Oak in the Fall

New England is blessed with white, black and red oaks along with other occasional species such as chestnut oak. Their fall color is just now beginning to show up as russet, scarlet and gold. All oaks are extremely valuable plants for wildlife. Entomologist Doug Tallamy notes that the leaves of one oak tree will support over 517 species of Lepidoptera (the order of insects that includes butterflies and moths). Nearly all of us have at least one oak in our yards!

If you don’t have an oak but want one, I suggest you not purchase a balled and burlaped tree from a nursery. Oaks have a long taproot which may be broken in digging from the nursery row. Further, the transplant may not “take.” Doug Tallamy suggests sowing acorns in pots, then planting the young tree out in two years. Oaks are fairly fast growing trees.

Did you know that it takes two seasons for an acorn to form? What with two seasons of bountiful rainfall, this is truly a big year (or mast year) for acorns. They’re like marbles underfoot in some yards right now, so watch your step!

Many mammals collect and feast on acorns: bear, deer, squirrel, chipmunk. We can, too, with a bit of effort, just as the Native peoples have done for generations.

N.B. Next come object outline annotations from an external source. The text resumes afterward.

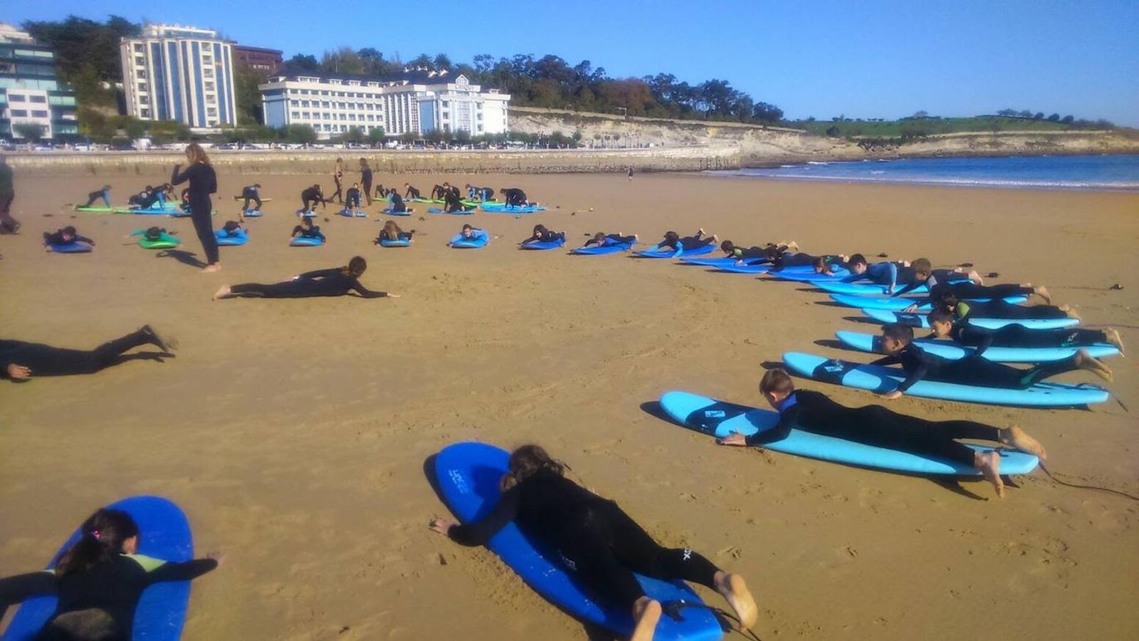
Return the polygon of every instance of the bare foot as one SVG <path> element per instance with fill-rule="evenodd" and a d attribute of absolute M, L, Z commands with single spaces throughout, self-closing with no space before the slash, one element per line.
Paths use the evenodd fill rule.
<path fill-rule="evenodd" d="M 1115 327 L 1104 330 L 1104 338 L 1107 339 L 1107 342 L 1114 344 L 1115 348 L 1120 350 L 1120 356 L 1123 355 L 1123 339 L 1120 338 L 1120 332 L 1115 330 Z"/>
<path fill-rule="evenodd" d="M 1013 425 L 1011 428 L 1001 430 L 1000 441 L 1005 445 L 1011 445 L 1021 452 L 1034 454 L 1036 459 L 1040 459 L 1041 461 L 1048 460 L 1048 453 L 1044 452 L 1044 446 L 1040 445 L 1036 439 L 1025 433 L 1019 425 Z"/>
<path fill-rule="evenodd" d="M 1092 358 L 1087 349 L 1075 352 L 1074 363 L 1076 367 L 1087 370 L 1107 382 L 1112 382 L 1115 379 L 1115 373 L 1112 372 L 1112 368 L 1104 362 Z"/>
<path fill-rule="evenodd" d="M 755 599 L 744 583 L 744 577 L 738 574 L 719 571 L 715 576 L 715 591 L 719 592 L 736 611 L 736 618 L 744 627 L 752 627 L 760 616 L 759 608 L 755 607 Z"/>
<path fill-rule="evenodd" d="M 656 623 L 661 620 L 661 603 L 641 597 L 633 603 L 633 633 L 629 641 L 653 641 Z"/>
<path fill-rule="evenodd" d="M 1000 454 L 977 452 L 973 455 L 973 466 L 981 471 L 986 481 L 993 484 L 997 498 L 1005 498 L 1005 481 L 1000 480 Z"/>
<path fill-rule="evenodd" d="M 158 332 L 155 332 L 154 327 L 150 325 L 142 325 L 139 327 L 139 331 L 146 334 L 147 339 L 150 340 L 150 344 L 163 351 L 170 351 L 178 347 L 178 342 L 172 339 L 163 340 L 163 338 L 158 335 Z"/>

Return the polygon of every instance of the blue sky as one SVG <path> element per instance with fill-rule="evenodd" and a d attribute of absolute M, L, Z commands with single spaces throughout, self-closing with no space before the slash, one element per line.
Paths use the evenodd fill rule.
<path fill-rule="evenodd" d="M 0 22 L 219 29 L 296 52 L 554 54 L 613 76 L 728 80 L 788 117 L 1027 108 L 1139 127 L 1139 1 L 6 0 Z M 439 21 L 435 24 L 428 21 Z"/>

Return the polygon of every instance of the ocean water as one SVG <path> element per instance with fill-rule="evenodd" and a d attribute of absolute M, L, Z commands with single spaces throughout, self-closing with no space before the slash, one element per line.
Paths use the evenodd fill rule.
<path fill-rule="evenodd" d="M 798 180 L 1115 190 L 1139 189 L 1139 155 L 808 162 L 711 173 Z"/>

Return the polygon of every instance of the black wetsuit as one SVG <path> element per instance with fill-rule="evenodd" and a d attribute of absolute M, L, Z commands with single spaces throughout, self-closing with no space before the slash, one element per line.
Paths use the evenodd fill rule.
<path fill-rule="evenodd" d="M 64 240 L 63 230 L 57 229 L 55 232 L 44 232 L 43 243 L 47 245 L 66 245 L 67 243 L 87 243 L 89 245 L 93 245 L 95 241 L 88 238 L 87 236 L 80 236 L 79 234 L 72 236 L 72 240 L 66 241 Z"/>
<path fill-rule="evenodd" d="M 616 503 L 546 470 L 503 493 L 481 521 L 452 526 L 448 536 L 484 545 L 510 521 L 557 550 L 565 568 L 607 605 L 630 608 L 645 595 L 633 573 L 714 587 L 719 571 L 691 550 L 662 547 Z"/>
<path fill-rule="evenodd" d="M 261 209 L 261 190 L 253 185 L 241 189 L 241 197 L 245 198 L 245 204 L 241 205 L 241 209 L 249 209 L 249 201 L 256 201 L 257 209 Z"/>
<path fill-rule="evenodd" d="M 8 378 L 9 365 L 23 365 L 32 371 L 33 376 L 93 374 L 120 363 L 124 351 L 153 343 L 154 336 L 142 330 L 105 342 L 91 350 L 0 340 L 0 378 Z"/>
<path fill-rule="evenodd" d="M 339 189 L 337 189 L 337 192 L 338 190 Z M 331 198 L 328 198 L 328 200 L 331 200 Z M 325 195 L 321 194 L 320 189 L 318 189 L 317 187 L 309 187 L 308 189 L 301 192 L 301 208 L 304 211 L 312 211 L 310 209 L 310 206 L 309 206 L 309 203 L 312 203 L 313 205 L 317 204 L 317 203 L 320 203 L 321 205 L 323 205 L 325 204 Z"/>
<path fill-rule="evenodd" d="M 363 187 L 363 197 L 371 205 L 371 168 L 363 165 L 360 168 L 360 185 Z"/>
<path fill-rule="evenodd" d="M 1019 370 L 1002 363 L 986 360 L 976 354 L 966 355 L 965 358 L 958 360 L 950 360 L 929 354 L 913 343 L 902 348 L 898 356 L 885 356 L 871 365 L 893 365 L 896 363 L 900 363 L 902 370 L 906 371 L 906 380 L 898 386 L 898 390 L 902 392 L 923 379 L 983 388 L 1027 389 L 1048 376 L 1077 368 L 1074 356 Z"/>
<path fill-rule="evenodd" d="M 936 338 L 929 334 L 929 338 Z M 1060 330 L 1030 330 L 1024 325 L 1005 325 L 997 330 L 974 327 L 967 323 L 954 323 L 949 331 L 949 338 L 976 348 L 981 356 L 990 347 L 1068 347 L 1077 348 L 1091 343 L 1107 342 L 1107 334 L 1101 330 L 1083 330 L 1079 327 Z"/>
<path fill-rule="evenodd" d="M 215 567 L 218 561 L 213 559 L 163 562 L 149 557 L 116 554 L 85 571 L 64 577 L 38 571 L 0 578 L 0 617 L 8 606 L 33 597 L 56 595 L 59 598 L 56 611 L 35 639 L 126 640 L 131 639 L 139 598 L 148 586 L 170 581 L 190 581 Z M 82 625 L 79 620 L 71 623 L 67 618 L 60 618 L 62 615 L 82 610 L 99 610 L 108 615 L 106 625 L 96 624 L 101 628 L 97 636 L 79 634 L 72 630 Z"/>
<path fill-rule="evenodd" d="M 974 421 L 926 421 L 880 405 L 846 407 L 823 393 L 796 390 L 779 404 L 779 423 L 747 437 L 747 445 L 776 443 L 792 428 L 866 445 L 928 454 L 973 464 L 974 451 L 953 439 L 1000 440 L 1000 430 Z"/>
<path fill-rule="evenodd" d="M 110 189 L 98 189 L 98 190 L 91 192 L 90 194 L 87 195 L 87 203 L 84 203 L 83 206 L 91 206 L 91 205 L 95 204 L 95 201 L 97 201 L 99 198 L 103 198 L 103 204 L 109 208 L 110 206 Z"/>
<path fill-rule="evenodd" d="M 364 287 L 355 276 L 345 274 L 338 267 L 306 271 L 293 281 L 285 281 L 284 283 L 273 283 L 271 285 L 245 283 L 230 287 L 230 292 L 235 295 L 257 298 L 342 297 L 350 291 L 354 291 L 363 298 L 383 298 L 387 295 L 387 292 L 374 292 Z"/>
<path fill-rule="evenodd" d="M 325 240 L 325 235 L 320 233 L 319 225 L 313 225 L 308 229 L 297 225 L 296 227 L 293 228 L 293 237 L 295 238 L 297 236 L 301 236 L 303 238 L 320 238 L 321 241 Z"/>
<path fill-rule="evenodd" d="M 514 187 L 502 193 L 503 200 L 510 206 L 524 206 L 526 204 L 526 193 Z"/>
<path fill-rule="evenodd" d="M 360 189 L 350 187 L 347 194 L 344 194 L 344 209 L 353 206 L 360 206 Z"/>
<path fill-rule="evenodd" d="M 637 238 L 634 238 L 633 236 L 621 236 L 618 234 L 606 234 L 604 241 L 598 241 L 597 238 L 590 238 L 590 240 L 585 241 L 584 246 L 587 246 L 587 248 L 590 246 L 590 245 L 605 246 L 605 245 L 613 245 L 613 244 L 617 244 L 617 245 L 631 245 L 633 243 L 633 241 L 636 241 L 636 240 Z"/>
<path fill-rule="evenodd" d="M 213 265 L 218 262 L 218 237 L 213 234 L 213 203 L 210 194 L 218 190 L 218 175 L 212 167 L 206 163 L 195 163 L 186 169 L 174 172 L 170 177 L 172 185 L 180 185 L 190 181 L 190 220 L 194 222 L 194 230 L 202 241 L 202 249 L 206 252 L 206 262 Z"/>

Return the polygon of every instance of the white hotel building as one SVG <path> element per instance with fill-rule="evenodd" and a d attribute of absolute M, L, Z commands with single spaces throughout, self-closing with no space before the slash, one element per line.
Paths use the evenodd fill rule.
<path fill-rule="evenodd" d="M 150 24 L 120 50 L 126 113 L 194 129 L 237 124 L 232 43 L 216 31 Z"/>
<path fill-rule="evenodd" d="M 390 76 L 297 73 L 259 86 L 265 124 L 309 124 L 320 138 L 351 129 L 383 128 L 386 136 L 421 136 L 439 129 L 472 136 L 503 133 L 510 96 L 482 90 L 446 70 L 405 70 Z"/>

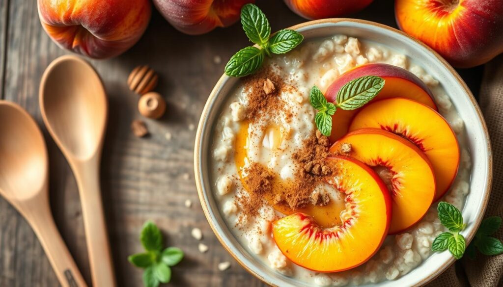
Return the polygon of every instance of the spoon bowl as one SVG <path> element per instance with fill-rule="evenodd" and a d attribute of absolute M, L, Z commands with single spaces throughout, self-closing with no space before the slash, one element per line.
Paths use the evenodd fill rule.
<path fill-rule="evenodd" d="M 44 75 L 40 104 L 47 127 L 57 135 L 54 140 L 64 152 L 89 158 L 101 148 L 107 122 L 100 77 L 87 62 L 72 56 L 57 59 Z"/>
<path fill-rule="evenodd" d="M 100 161 L 108 109 L 105 88 L 91 65 L 67 55 L 47 67 L 39 92 L 42 118 L 77 181 L 93 284 L 114 287 L 100 188 Z"/>
<path fill-rule="evenodd" d="M 15 206 L 47 197 L 47 153 L 40 130 L 24 110 L 1 103 L 0 194 Z"/>
<path fill-rule="evenodd" d="M 42 133 L 23 108 L 4 101 L 0 101 L 0 195 L 31 226 L 61 285 L 85 287 L 51 213 Z"/>

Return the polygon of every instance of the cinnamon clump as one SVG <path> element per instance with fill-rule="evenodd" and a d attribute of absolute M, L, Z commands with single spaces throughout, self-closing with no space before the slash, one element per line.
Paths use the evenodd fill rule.
<path fill-rule="evenodd" d="M 280 96 L 281 92 L 292 88 L 270 69 L 247 76 L 244 85 L 248 92 L 246 119 L 253 121 L 258 120 L 262 115 L 274 115 L 283 109 L 285 103 Z M 287 117 L 291 118 L 291 114 L 287 114 Z"/>
<path fill-rule="evenodd" d="M 248 216 L 255 216 L 263 205 L 264 197 L 271 192 L 274 173 L 257 162 L 252 163 L 244 169 L 246 176 L 243 178 L 248 197 L 238 199 L 243 213 Z"/>

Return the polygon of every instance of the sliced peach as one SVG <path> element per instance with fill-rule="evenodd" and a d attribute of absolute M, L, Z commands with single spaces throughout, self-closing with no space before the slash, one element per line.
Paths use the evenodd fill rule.
<path fill-rule="evenodd" d="M 390 234 L 405 230 L 419 221 L 435 195 L 435 177 L 430 160 L 410 141 L 392 133 L 375 128 L 356 130 L 330 148 L 374 168 L 388 186 L 393 200 Z M 346 145 L 347 146 L 347 145 Z"/>
<path fill-rule="evenodd" d="M 346 195 L 342 224 L 320 227 L 304 213 L 295 213 L 273 223 L 278 247 L 292 262 L 317 272 L 347 270 L 373 255 L 388 233 L 391 201 L 384 182 L 354 158 L 329 158 L 334 170 L 329 182 Z"/>
<path fill-rule="evenodd" d="M 428 157 L 437 180 L 435 201 L 450 187 L 459 166 L 459 146 L 447 122 L 427 106 L 396 98 L 371 103 L 362 108 L 350 131 L 379 128 L 410 140 Z"/>
<path fill-rule="evenodd" d="M 373 101 L 400 97 L 413 100 L 437 110 L 430 89 L 421 79 L 405 69 L 388 64 L 367 64 L 348 71 L 328 87 L 325 98 L 328 102 L 337 103 L 337 93 L 343 86 L 352 80 L 368 75 L 378 76 L 386 81 L 384 87 Z M 335 142 L 348 132 L 357 111 L 340 109 L 332 116 L 333 128 L 330 136 L 331 142 Z"/>

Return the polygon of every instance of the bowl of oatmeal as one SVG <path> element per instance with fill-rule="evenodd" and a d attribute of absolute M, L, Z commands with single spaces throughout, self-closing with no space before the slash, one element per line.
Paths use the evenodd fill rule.
<path fill-rule="evenodd" d="M 467 245 L 487 205 L 492 159 L 476 101 L 443 59 L 395 29 L 345 19 L 291 29 L 300 45 L 254 75 L 223 76 L 205 107 L 195 171 L 210 226 L 271 285 L 426 284 L 455 260 L 432 251 L 447 231 L 438 203 L 461 211 Z M 366 74 L 385 87 L 336 111 L 321 134 L 312 87 L 335 103 Z"/>

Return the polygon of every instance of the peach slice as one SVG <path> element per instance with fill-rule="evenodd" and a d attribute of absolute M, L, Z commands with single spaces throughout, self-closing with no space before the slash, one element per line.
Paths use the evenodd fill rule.
<path fill-rule="evenodd" d="M 278 247 L 292 262 L 317 272 L 336 272 L 361 265 L 379 249 L 388 233 L 391 200 L 373 170 L 354 158 L 329 158 L 336 175 L 329 183 L 346 195 L 343 223 L 323 228 L 304 213 L 273 223 Z"/>
<path fill-rule="evenodd" d="M 395 134 L 371 128 L 351 132 L 330 148 L 373 167 L 388 186 L 393 200 L 389 233 L 405 230 L 419 221 L 435 195 L 435 177 L 430 160 L 414 144 Z"/>
<path fill-rule="evenodd" d="M 336 79 L 327 89 L 325 98 L 332 103 L 337 102 L 337 93 L 345 84 L 360 77 L 378 76 L 386 81 L 384 87 L 372 101 L 401 97 L 424 104 L 437 110 L 430 89 L 414 74 L 405 69 L 388 64 L 373 63 L 359 66 L 352 69 Z M 339 109 L 332 116 L 331 142 L 335 142 L 348 132 L 351 120 L 358 110 Z"/>
<path fill-rule="evenodd" d="M 410 140 L 428 157 L 437 180 L 435 201 L 449 189 L 458 172 L 459 146 L 447 122 L 431 108 L 403 98 L 379 101 L 363 107 L 350 131 L 380 128 Z"/>

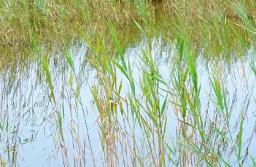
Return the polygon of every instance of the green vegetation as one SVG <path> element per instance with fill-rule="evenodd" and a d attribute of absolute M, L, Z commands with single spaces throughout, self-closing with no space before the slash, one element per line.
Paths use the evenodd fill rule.
<path fill-rule="evenodd" d="M 65 166 L 255 166 L 255 21 L 253 0 L 2 1 L 1 165 L 44 129 Z"/>

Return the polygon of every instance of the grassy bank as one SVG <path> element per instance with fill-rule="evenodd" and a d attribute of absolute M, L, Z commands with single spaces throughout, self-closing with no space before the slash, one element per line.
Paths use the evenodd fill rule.
<path fill-rule="evenodd" d="M 256 166 L 255 125 L 244 129 L 255 122 L 254 1 L 24 0 L 0 9 L 1 164 L 17 164 L 29 120 L 19 110 L 38 96 L 39 127 L 65 166 L 96 166 L 98 152 L 107 166 Z M 79 57 L 77 43 L 86 46 Z"/>

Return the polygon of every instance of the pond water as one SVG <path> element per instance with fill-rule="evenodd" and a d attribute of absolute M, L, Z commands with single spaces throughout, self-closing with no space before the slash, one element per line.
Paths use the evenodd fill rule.
<path fill-rule="evenodd" d="M 175 89 L 172 71 L 177 63 L 174 60 L 177 52 L 175 44 L 164 42 L 161 37 L 153 38 L 152 43 L 153 47 L 151 52 L 155 66 L 168 86 L 164 90 L 166 85 L 159 84 L 162 89 L 159 90 L 160 95 L 158 98 L 160 103 L 163 104 L 166 94 L 168 94 L 166 90 Z M 148 129 L 154 129 L 150 117 L 142 109 L 142 107 L 147 108 L 149 105 L 149 102 L 145 102 L 145 92 L 141 89 L 141 78 L 147 70 L 140 58 L 143 57 L 141 52 L 144 46 L 147 46 L 147 40 L 142 39 L 133 44 L 126 49 L 125 57 L 125 61 L 128 62 L 129 59 L 132 65 L 136 100 L 141 104 L 141 116 L 150 124 L 147 126 Z M 117 113 L 112 113 L 113 117 L 108 118 L 112 119 L 109 121 L 110 125 L 99 115 L 92 90 L 98 86 L 98 94 L 101 94 L 101 99 L 106 100 L 104 88 L 102 87 L 105 84 L 100 83 L 100 74 L 88 62 L 86 57 L 90 56 L 88 49 L 82 41 L 74 42 L 69 48 L 74 61 L 74 70 L 69 66 L 61 52 L 49 54 L 54 54 L 53 58 L 50 58 L 49 67 L 55 104 L 53 102 L 49 85 L 45 82 L 38 62 L 30 60 L 22 63 L 18 62 L 1 72 L 0 155 L 7 166 L 101 166 L 114 164 L 130 166 L 139 165 L 139 159 L 146 166 L 154 164 L 152 159 L 158 157 L 157 152 L 159 147 L 156 145 L 158 133 L 150 135 L 147 134 L 150 129 L 141 127 L 138 121 L 134 123 L 132 109 L 128 105 L 130 102 L 126 105 L 123 103 L 123 115 L 117 105 Z M 250 164 L 252 160 L 247 152 L 249 152 L 252 157 L 256 154 L 255 76 L 251 68 L 255 52 L 253 49 L 249 49 L 241 58 L 234 58 L 230 61 L 225 61 L 220 57 L 209 61 L 204 58 L 204 54 L 203 51 L 198 53 L 195 67 L 198 87 L 201 88 L 200 110 L 206 124 L 204 130 L 209 135 L 207 143 L 212 144 L 210 147 L 221 155 L 222 159 L 233 166 L 238 166 L 237 150 L 234 149 L 237 145 L 234 143 L 237 143 L 242 115 L 244 121 L 241 159 L 245 158 L 244 163 Z M 214 73 L 226 96 L 230 118 L 230 127 L 226 127 L 223 122 L 225 121 L 214 103 L 210 80 Z M 116 68 L 116 79 L 117 85 L 122 82 L 120 97 L 125 101 L 128 100 L 132 96 L 130 83 L 118 68 Z M 186 85 L 191 86 L 190 82 Z M 181 124 L 185 121 L 180 120 L 182 117 L 177 113 L 179 105 L 176 105 L 175 100 L 177 99 L 174 97 L 168 95 L 164 111 L 163 118 L 166 119 L 164 143 L 168 143 L 174 150 L 176 148 L 177 152 L 182 152 L 179 150 L 177 143 L 183 141 L 179 131 L 182 131 Z M 190 112 L 190 109 L 187 109 L 187 112 Z M 59 122 L 58 113 L 61 114 L 61 123 Z M 190 119 L 187 118 L 187 123 L 192 121 Z M 227 136 L 229 140 L 232 138 L 233 142 L 222 143 L 220 135 L 217 135 L 216 131 L 211 132 L 210 123 L 216 123 L 216 127 L 223 130 L 222 133 L 229 130 L 230 135 L 227 133 Z M 60 125 L 63 134 L 60 134 Z M 193 132 L 191 126 L 187 128 L 187 135 L 190 135 L 196 142 L 200 142 L 198 134 Z M 135 148 L 138 152 L 136 156 L 140 156 L 136 160 L 133 157 Z M 166 149 L 166 152 L 171 151 Z M 171 155 L 177 164 L 182 158 L 178 154 L 166 153 L 164 155 L 166 166 L 171 164 L 167 155 Z M 196 161 L 196 155 L 193 155 L 193 158 Z"/>

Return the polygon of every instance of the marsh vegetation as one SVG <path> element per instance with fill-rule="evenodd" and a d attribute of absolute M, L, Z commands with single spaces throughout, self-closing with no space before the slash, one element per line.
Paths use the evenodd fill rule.
<path fill-rule="evenodd" d="M 1 166 L 256 166 L 254 0 L 0 1 Z"/>

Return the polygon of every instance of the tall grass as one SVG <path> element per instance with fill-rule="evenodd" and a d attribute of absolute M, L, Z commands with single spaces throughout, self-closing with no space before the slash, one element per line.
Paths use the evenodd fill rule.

I took wild gatherer Tim Swanson’s acorn class last fall. He noted that one should wait until November to gather the best acorns, as the oaks will drop the immature and insect-ridden ones first in September and October. He removes caps, soaks the acorns, dries them, grinds them into a flour, and bakes tasty breads, muffins and crackers. I thought these foods were quite delicious! While I doubt I will have sufficient time for all the processing, this class gave me new insight into the hidden value of the acorn.